炎上からのリカバリーはどうすればいいのか?

【山口】為末さんも結構、炎上されていますよね?

【為末】僕は7年くらいツイッターをやっていますが、以前「アスリートもまずその体に生まれるかどうかが99%」とツイッターに投稿して、勢いよく炎上しました(笑) 文脈としては、成功者が語る「やればできる」という話は、誰にでもあてはまるわけではない、ということが言いたかったのですが。炎上してしまった場合、当事者はどうしたらいいんですかね。

【山口】炎上したことによって、私の考えが直接のフォロワー以外にも知られたんだな、くらいに受け止めておけばいいんじゃないでしょうか。為末さんはご著書『逃げる自由』で、読者からの「攻撃的なお局様にはどう接したらいいか」という相談に対して、お局さまとの関係を変えようとするのではなく、距離を置いて観察するようなつもりでつきあえばいいと書いておられましたが、まさに炎上も同じです。「なんかまた攻撃的な人が出てきたな」くらいに思えばいいのではないかと。

【為末】そういえば僕が過去に最も攻撃されたのは、相手にまともに反応してしまったときですね。何度かツイッター上でやりとりのあった一般の方で、いつもは言葉遣いもちゃんとしているのにその時だけやけに攻撃的だったんですよ。で、思わず「日常で何かありましたか?」と返したんです。そうしたらものすごく怒られてしまって。

【山口】結果的に火に油を注いでしまったんですね(笑)

【為末】炎上したときの謝罪や取り下げの判断基準って、ありますか?

【山口】単純ですが、擁護コメントがどれだけ付いているかではないでしょうか。例えば為末さんのケースでは、おそらく賛同者が結構いたと思うんです。

【為末】そうですね。「言ってることは間違ってない」という意見もかなりありました。

【山口】そういう場合は、取り下げたり謝罪したりする必要のない発言なわけです。そもそも、賛成を表明するってリスキーなことなんですよ。過激な反対派が自分に矛先を向けてくる可能性もあるわけですから。

【為末】それでも「いや、間違ってないでしょ」と言ってくれる人がいるということは……。

【山口】それなりの妥当性があるということです。

【為末】炎上からの社会的なリカバリーの方法について言うと、いわゆる「忘れられる権利」みたいなものも必要になってくると思うんです。

【山口】議論に上ることも増えてきましたね。

【為末】もし意地悪な人たちが誰かを攻撃したいと考えて、その人の不利益になるようなコメントをとにかくたくさんネットに残しておくとしますよね。そうすると、後日その人が別の人によって検索されたときに、まとめサイトなどがヒットして、長期的にダメージを受けることになります。僕らのような商売であれば、新しい情報を提供することで葉っぱを森の中に隠せますが、ほとんどの人は森を作れないじゃないですか。
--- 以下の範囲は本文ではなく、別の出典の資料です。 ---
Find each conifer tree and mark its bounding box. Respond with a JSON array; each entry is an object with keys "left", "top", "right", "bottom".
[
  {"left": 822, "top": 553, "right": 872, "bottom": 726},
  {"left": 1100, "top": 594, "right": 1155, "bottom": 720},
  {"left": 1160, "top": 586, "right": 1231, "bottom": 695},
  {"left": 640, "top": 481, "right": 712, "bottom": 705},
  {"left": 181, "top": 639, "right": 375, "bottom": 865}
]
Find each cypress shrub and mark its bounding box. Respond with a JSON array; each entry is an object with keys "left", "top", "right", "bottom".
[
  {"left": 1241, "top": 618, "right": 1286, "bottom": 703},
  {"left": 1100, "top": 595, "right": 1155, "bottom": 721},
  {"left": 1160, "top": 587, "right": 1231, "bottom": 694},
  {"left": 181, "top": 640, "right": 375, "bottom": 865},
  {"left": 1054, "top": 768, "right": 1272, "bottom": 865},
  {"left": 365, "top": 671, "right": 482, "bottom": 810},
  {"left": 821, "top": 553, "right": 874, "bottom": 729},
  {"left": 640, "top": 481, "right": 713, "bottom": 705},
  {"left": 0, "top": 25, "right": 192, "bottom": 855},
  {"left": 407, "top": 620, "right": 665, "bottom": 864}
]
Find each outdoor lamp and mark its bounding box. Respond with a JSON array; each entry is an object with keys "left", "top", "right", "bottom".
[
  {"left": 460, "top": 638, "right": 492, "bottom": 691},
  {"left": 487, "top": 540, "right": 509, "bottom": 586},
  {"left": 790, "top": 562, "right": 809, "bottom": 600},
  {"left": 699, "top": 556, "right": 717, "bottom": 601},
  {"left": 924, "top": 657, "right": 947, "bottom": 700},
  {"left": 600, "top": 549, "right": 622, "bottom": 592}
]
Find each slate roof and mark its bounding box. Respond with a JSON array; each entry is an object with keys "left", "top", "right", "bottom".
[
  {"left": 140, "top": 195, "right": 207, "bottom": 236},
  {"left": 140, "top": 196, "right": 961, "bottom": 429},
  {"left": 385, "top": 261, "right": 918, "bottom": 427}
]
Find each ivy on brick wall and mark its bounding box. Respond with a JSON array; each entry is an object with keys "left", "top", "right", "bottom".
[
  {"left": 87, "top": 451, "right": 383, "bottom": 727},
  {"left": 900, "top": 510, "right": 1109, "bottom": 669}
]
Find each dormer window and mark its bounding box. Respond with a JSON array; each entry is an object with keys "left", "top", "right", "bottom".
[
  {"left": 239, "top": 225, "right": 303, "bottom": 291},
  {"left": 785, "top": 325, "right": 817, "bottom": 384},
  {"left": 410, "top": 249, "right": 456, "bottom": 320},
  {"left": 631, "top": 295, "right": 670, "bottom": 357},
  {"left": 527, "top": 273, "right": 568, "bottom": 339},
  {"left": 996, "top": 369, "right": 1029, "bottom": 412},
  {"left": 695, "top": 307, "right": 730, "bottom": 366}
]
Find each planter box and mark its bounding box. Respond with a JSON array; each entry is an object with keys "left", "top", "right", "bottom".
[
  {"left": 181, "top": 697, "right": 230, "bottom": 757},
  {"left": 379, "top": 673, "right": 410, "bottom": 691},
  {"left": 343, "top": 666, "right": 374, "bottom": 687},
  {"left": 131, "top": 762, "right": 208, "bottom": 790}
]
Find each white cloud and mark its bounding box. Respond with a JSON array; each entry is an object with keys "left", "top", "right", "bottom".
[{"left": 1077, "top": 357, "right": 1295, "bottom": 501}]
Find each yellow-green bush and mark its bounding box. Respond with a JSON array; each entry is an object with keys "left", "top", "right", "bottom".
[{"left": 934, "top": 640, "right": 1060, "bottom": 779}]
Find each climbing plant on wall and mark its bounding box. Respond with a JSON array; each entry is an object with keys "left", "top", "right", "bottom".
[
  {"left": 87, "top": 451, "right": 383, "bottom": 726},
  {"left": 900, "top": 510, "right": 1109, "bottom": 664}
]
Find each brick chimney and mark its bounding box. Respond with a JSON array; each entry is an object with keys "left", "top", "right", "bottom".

【山口】有名人じゃない人たちというのは、そもそもインターネット上にあまり情報がないので、一度炎上してしまうとその話がいつまでもネット上の目立つところに残ってしまう。これではいつまでも忘れられる権利を行使できないですよね。

【為末】対応が何とも難しい。検索されないようにすることはできないのかな。

【山口】検索されないようにしても、コンテンツは残ってしまう。じゃコンテンツをすべて削除するとなると非常に難しい。結局、コンテンツをすべて人の目に触れなくする、というのは現実的には不可能ですね。魚拓を取られたり、キャッシュが残ったりしますし。

【為末】どこまで削除の申し出を許容するかの加減も必要そうですね。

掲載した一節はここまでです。